Deporting these dreamers would serve no positive purpose. They are productive members of society who only want a chance to continue contributing to the United States. They should be allowed to stay.
Whether you agree with their tactics or not or believe they are self-entitled lawbreakers or victims of a broken immigration system, it's undeniable that it was an action born of frustration and desperation. More than 10 years after the original Dream Act was proposed, these young men and women - Americans in word and deed - continue to be denied the opportunities many of us take for granted.
Not only has the promise of the Dream Act been repeatedly denied, they have now watched as the Senate's immigration reform bill has hit a wall in the House, losing the momentum that almost elevated 11 million people out of the shadows. Almost. So close. Maybe next time.
No wonder they're angry, no wonder they're not willing to wait anymore.
Ironically, allowing immigrants brought here illegally as children the chance to become citizens has become the least controversial piece of immigration reform, with Judiciary Committee Chairman Bob Goodlatte, R-Va., working on a bill with Majority Leader Eric Cantor to allow dreamers to legalize their status.
While this would be an important step, with more than 1 million young adults eligible to benefit from this legislation, it ignores the other 10 million people who would still be left behind. The House's piecemeal efforts will continue to warp the nation's immigration system. Comprehensive reform is still the only credible response.

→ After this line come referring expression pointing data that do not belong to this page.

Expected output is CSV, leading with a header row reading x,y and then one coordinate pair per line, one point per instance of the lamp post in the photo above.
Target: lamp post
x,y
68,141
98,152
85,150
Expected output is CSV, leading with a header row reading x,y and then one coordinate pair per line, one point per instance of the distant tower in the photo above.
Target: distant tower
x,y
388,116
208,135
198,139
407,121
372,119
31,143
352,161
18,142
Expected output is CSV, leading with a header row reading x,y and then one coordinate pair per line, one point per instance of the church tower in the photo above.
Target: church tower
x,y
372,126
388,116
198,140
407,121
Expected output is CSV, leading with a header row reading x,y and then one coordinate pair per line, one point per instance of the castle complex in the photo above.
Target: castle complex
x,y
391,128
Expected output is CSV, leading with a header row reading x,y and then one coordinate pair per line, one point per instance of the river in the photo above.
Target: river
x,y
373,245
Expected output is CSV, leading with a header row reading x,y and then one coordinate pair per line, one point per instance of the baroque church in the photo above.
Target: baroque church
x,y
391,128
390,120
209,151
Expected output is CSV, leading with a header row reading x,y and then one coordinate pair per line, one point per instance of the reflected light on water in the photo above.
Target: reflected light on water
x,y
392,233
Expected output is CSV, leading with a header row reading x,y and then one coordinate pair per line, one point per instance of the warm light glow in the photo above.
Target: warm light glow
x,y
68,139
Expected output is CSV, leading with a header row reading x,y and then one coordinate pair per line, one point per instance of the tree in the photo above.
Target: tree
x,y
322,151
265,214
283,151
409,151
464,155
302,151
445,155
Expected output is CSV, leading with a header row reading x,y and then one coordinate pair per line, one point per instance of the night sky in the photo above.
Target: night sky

The Dream 9's situation shines a spotlight on the dysfunctional nature of our current immigration system. It's easy to take a hard line and say they broke the law and must pay the price. But the law here is far from right and wrong. As it is, the system is a mishmash of selective enforcement that mirrors the conflicting ethical and legal issues involved in immigration.

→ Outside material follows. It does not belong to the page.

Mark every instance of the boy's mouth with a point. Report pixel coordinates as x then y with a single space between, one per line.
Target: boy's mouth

The dreamers were in the United States illegally, yes. But if they had stayed in the country most would have been fine. Thanks to the Obama administration's application of Deferred Action for Childhood Arrivals, most could go about their business without fear of being deported. But their parents couldn't, and neither could their siblings under 15.
In a letter to President Obama, 33 House members - including Arizona Reps. Raúl Grijalva and Ed Pastor - have asked the administration to allow the dreamers to come home. The legislators say they believe that returning these young people to their homes is an important first step to an immigration system that respects the humanity and dignity of immigrant families.

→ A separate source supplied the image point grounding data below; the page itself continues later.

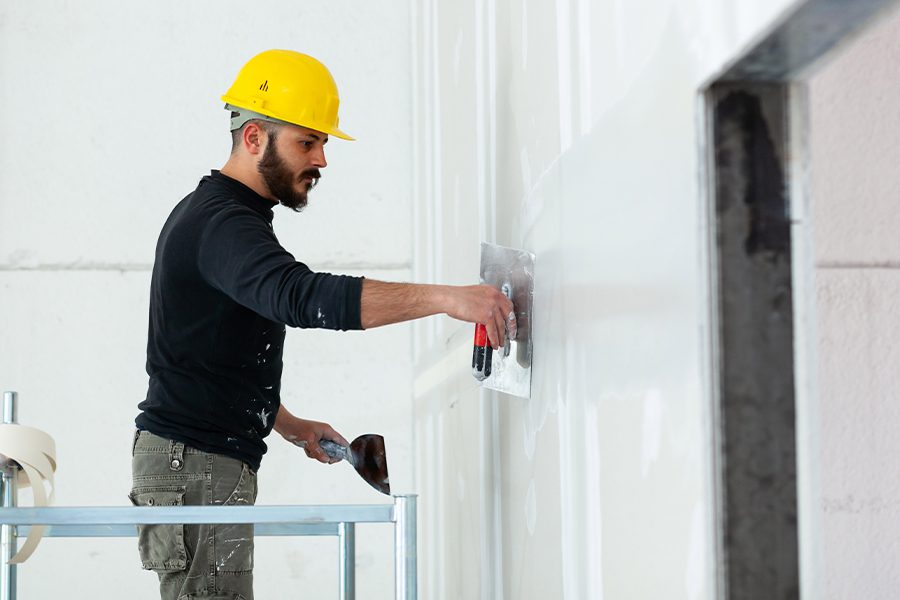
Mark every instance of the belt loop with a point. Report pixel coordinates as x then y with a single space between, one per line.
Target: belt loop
176 455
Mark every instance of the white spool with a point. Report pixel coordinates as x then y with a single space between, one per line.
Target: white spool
35 453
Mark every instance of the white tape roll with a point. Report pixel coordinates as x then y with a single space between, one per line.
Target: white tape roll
35 451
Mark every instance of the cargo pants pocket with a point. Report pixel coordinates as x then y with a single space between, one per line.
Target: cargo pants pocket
161 547
233 543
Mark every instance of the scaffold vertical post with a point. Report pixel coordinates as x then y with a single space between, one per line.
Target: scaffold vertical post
347 560
405 558
8 489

Some would argue that allowing the Dream 9 to stay will only open the floodgates. What about the next nine? The next 90? The next 900?
If they are Dream Act-eligible, they too should be allowed back. The Senate's immigration bill allows some dreamers who are no longer in the country to return. Why would anyone want to keep out smart, dedicated young Americans?
And they are Americans. They grew up here, they share the customs and values we all share. They add to the cultural richness of the United States.
Most immigrants believe in hard work, in a better life through struggle. They believe America is still the land of the free, the home of the brave. For these dreamers America is their home. They are brave. They should be free.